After 21 years in the Rhode Island prison system -- the last 17 in the same facility, Keith was about to transfer out of state to finish his final stretch of time. He was nervous, but prepared. He got rid of his few possessions and focused on "cleaning the attic," as he put it -- clearing his head so he'd be in good mental shape for the transition.
Somebody gave him the date of the transfer. He passed the information on to me, and I tried to find out the name of the prison where he was being taken.
That was a big mistake. My inquiry tipped off authorities that Keith knew when he would be moved.
Prisoner transports are like state secrets; the only ones who can know when they'll take place are the drivers and a few people on either end. The fear is that if an inmate knows when he’ll be on the road, he’ll plan an escape. He might have friends on the outside fake an accident and ambush the vehicle.
The very notion that Keith would try to escape at this point in his life is inconceivable – to him, to me, to everyone who knows him – including whoever it was who let him know when the marshals would be coming for him.
By all accounts, Keith has been a model inmate. He's grown from an angry teenager who deserved to be in prison into a man who wants to build a future for himself. While serving time, he earned his bachelor's degree, trained service dogs, and spoke to kids about the consequences of making bad choices.
Now, the end is finally in sight. He just had to move to another prison to get there.
I don't know the details, but my theory is that the reason the prison staff tipped him off is because they're decent people. A few of them have known Keith since he was a teenager and were pretty confident that once he left, they wouldn't be seeing him again -- certainly not back in prison. Maybe they just wanted to give him a proper goodbye.

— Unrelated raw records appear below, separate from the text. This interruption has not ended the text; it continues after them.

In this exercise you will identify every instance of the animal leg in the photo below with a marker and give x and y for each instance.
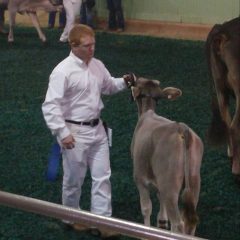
(234, 79)
(12, 17)
(177, 224)
(162, 218)
(36, 24)
(145, 202)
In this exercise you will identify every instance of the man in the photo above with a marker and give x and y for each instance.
(72, 112)
(72, 10)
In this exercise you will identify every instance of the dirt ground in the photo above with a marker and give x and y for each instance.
(140, 27)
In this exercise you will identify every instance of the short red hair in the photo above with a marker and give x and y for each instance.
(79, 31)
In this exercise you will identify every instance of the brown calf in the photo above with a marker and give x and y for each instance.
(167, 155)
(30, 7)
(223, 55)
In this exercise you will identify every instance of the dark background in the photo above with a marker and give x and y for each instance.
(25, 140)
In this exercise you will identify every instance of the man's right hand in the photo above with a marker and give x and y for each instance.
(68, 142)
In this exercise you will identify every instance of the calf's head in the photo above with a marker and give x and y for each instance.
(147, 92)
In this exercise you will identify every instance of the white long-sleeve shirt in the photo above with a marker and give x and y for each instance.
(74, 93)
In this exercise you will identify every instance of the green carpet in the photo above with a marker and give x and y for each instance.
(25, 140)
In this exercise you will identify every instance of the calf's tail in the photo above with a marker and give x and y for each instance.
(188, 209)
(217, 131)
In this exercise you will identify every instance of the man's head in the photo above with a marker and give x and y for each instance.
(82, 41)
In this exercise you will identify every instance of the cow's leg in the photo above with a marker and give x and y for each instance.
(12, 17)
(171, 200)
(145, 201)
(190, 195)
(162, 218)
(234, 79)
(36, 24)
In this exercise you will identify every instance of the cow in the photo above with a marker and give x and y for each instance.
(30, 7)
(166, 155)
(223, 57)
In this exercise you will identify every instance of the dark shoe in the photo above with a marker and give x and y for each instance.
(3, 31)
(76, 226)
(104, 234)
(119, 30)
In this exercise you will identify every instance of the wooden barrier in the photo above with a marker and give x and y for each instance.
(61, 212)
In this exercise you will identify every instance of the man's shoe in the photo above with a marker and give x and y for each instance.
(63, 39)
(75, 226)
(104, 234)
(80, 227)
(119, 30)
(3, 31)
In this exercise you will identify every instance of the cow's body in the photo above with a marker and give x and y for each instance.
(167, 155)
(30, 7)
(223, 54)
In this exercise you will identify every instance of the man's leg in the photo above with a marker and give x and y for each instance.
(112, 24)
(51, 19)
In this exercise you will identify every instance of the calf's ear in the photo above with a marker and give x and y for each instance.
(171, 93)
(135, 92)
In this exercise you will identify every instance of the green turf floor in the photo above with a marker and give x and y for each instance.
(25, 139)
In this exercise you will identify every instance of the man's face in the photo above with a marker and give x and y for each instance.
(85, 51)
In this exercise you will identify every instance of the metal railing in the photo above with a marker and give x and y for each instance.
(61, 212)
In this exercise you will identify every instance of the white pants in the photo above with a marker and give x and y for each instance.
(72, 9)
(91, 150)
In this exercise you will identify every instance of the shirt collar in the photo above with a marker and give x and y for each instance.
(77, 60)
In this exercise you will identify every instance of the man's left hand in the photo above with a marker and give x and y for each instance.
(130, 79)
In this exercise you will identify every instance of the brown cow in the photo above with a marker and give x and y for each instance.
(167, 155)
(30, 7)
(223, 55)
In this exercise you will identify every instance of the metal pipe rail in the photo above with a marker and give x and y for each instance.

And probably, they wanted to ease his anxiety, lessen his fear of the unknown. They knew he was nervous about going to a new prison, being stripped of his "rank" as a long-timer and starting back at the bottom. They also knew that once he left Rhode Island, the classification process would take weeks or months and it would be awhile before he'd be able to speak with his family again. If he knew when he'd be leaving, at least he could get in that one last phone call.
Unfortunately, the prison system has no tolerance for this kind of thinking -- at least not when it comes to transfers. When Keith gave me the date, I naively called his lawyer who in turn, called the out-of-state prison system to ask where his client would be taken. That's when all hell broke loose.
Keith made it as far as the state line when the transfer was called off. He was returned to prison and thrown in segregation while authorities investigated the source of the leak. I guess they figured out who it was because after seven days in solitary confinement, Keith was finally shipped out of state. This time I didn't find out about it until after the fact.
Since then, I've been veering from guilt to outrage and back to guilt again. And I've been trying very hard to understand the jailer mindset. I guess when you deal with convicts for a living, you have to assume everyone is up to no good. The problem is, that outlook dehumanizes everyone in the prison system – correctional officers, prison administration and inmates. My gut churns when I try to imagine what was going through Keith’s head when he was yanked back to prison and thrown into solitary simply because he knew his transfer date. But worse than that is knowing that there are prison staff who got in trouble for being kind to him -- who were, in fact, punished for treating an inmate like a fellow human being.